Deadlift - 140x3 as it's hard for me to force it

OHP - 65x1


----------



## Fat (Jan 2, 2010)

Before and after pictures?


----------



## Fatstuff (Mar 2, 2010)

Wow that's a decent squat mate, I deadlift more than can squat good on u


----------



## JoePro (Aug 26, 2009)

Fat - Nah mate, no before and after pics, I don't really do them unless I'm cutting just measure every so often, put on some good more fat too sadly.

Fatstuff - Haha thanks mate, I'm pretty chuffed considering I'm only 17 really and I can get that, thats about double my BW. And Hmm, I wish my deads were like that but I just can't seem to get the drive on them I need.


----------



## Breda (May 2, 2011)

Good work especially at your age mate.... I helped you but you can rep me anyway :thumbup1:


----------



## Wardy211436114751 (Jan 24, 2011)

Good to see you're still training hard Joe!

180 is my target by January and welldone to you your squat flew up!


----------



## reza85 (Jan 11, 2009)

How low do you go ?

I hear alot of guys boasting about squat but all i see in most cases is a knee bending exercise.

My personal best is 155 not much but i leave a **** stain on the floor!


----------



## JoePro (Aug 26, 2009)

reza85 said:


> How low do you go ?
> 
> I hear alot of guys boasting about squat but all i see in most cases is a knee bending exercise.
> 
> My personal best is 155 not much but i leave a **** stain on the floor!


If I can't go way below parallel then I'm not doing it right haha, I am an animal with squatting.


----------



## JoePro (Aug 26, 2009)

Wardy21 said:


> Good to see you're still training hard Joe!
> 
> 180 is my target by January and welldone to you your squat flew up!

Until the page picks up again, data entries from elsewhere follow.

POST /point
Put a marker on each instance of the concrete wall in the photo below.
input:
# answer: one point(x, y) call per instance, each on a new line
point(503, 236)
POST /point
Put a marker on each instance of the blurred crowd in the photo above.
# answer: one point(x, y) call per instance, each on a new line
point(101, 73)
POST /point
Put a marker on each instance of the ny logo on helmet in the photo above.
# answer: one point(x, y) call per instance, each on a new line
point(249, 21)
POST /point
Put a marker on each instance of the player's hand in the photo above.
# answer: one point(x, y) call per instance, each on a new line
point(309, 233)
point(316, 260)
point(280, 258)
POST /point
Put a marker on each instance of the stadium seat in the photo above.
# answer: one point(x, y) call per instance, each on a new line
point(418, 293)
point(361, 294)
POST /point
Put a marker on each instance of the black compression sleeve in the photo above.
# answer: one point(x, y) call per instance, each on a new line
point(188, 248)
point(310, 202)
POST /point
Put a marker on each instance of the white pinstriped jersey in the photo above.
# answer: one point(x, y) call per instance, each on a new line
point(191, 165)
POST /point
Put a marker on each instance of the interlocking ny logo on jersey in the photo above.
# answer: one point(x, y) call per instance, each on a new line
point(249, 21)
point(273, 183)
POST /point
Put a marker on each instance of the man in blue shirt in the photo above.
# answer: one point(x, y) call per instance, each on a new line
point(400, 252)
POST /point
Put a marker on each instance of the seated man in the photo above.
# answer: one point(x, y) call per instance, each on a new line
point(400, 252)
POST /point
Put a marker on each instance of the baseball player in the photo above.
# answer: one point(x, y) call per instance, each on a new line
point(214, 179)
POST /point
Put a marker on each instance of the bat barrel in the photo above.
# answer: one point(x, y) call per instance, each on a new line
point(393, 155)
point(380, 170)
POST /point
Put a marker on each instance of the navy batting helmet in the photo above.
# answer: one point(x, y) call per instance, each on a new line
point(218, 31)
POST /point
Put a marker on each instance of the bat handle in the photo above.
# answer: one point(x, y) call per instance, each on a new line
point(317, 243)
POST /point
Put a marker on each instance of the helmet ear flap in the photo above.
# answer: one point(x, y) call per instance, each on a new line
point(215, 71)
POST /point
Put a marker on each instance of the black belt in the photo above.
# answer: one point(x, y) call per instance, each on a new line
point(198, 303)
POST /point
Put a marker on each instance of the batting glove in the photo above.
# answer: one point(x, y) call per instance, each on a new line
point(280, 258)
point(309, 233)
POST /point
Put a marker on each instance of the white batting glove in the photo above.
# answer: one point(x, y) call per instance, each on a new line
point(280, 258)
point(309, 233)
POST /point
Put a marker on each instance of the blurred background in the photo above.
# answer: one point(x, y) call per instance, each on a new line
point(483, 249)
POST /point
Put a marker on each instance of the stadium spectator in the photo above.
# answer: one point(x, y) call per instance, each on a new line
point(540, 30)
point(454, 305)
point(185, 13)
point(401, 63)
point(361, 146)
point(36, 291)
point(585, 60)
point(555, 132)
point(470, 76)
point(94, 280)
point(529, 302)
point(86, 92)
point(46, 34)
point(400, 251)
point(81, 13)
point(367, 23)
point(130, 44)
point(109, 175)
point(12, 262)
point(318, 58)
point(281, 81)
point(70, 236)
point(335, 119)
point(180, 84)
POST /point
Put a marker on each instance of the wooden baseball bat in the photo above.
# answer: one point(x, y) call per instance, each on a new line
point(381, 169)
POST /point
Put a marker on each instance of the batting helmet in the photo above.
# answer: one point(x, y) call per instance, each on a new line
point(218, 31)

Thanks man, yeah man you'll hit it, are you doing Wendlers?


----------



## C.Hill (Nov 21, 2010)

Excellent mate! Well done!


----------



## Rick89 (Feb 27, 2009)

good squatting for your age mate keep up the good work


----------



## flinty90 (Jul 1, 2010)

you got a vid of you doing the 180 mate, thats a great squat mate over nearly 40 kg more than mine mate ....and you dont look massive so good weight to weight lifted ratio... all your lifts look strong


----------



## pirus (Sep 22, 2010)

Nice work!


----------



## JoePro (Aug 26, 2009)

flinty90 said:


> you got a vid of you doing the 180 mate, thats a great squat mate over nearly 40 kg more than mine mate ....and you dont look massive so good weight to weight lifted ratio... all your lifts look strong


Thanks man, nah I didn't think about filming it, when I go for it next I'll get someone to video it for me, just for proof. And yeah I've got some mass, but I'm only 17 it's not piling on, as much as my strength is progressing - It's all about foundation of strength with me first.

And thanks everyone else!


----------



## standardflexer (Jul 16, 2008)

Fairplay mate you got a video of it?

I remember the first time i squatted 180kg i did it twice had a smile on my face after

Weird though i was deadlifting 220 before i could squat 180 and your deadlifting 140 but tbf first time i ever deadlifted when i was 18 it was about 165kg

Note - I didnt get my 180 squat till i was 19 i think and deadlift was just before so your doing well


----------



## Luigi 91 (Oct 8, 2011)

Pretty safe to say your squatting high without a video to say otherwise.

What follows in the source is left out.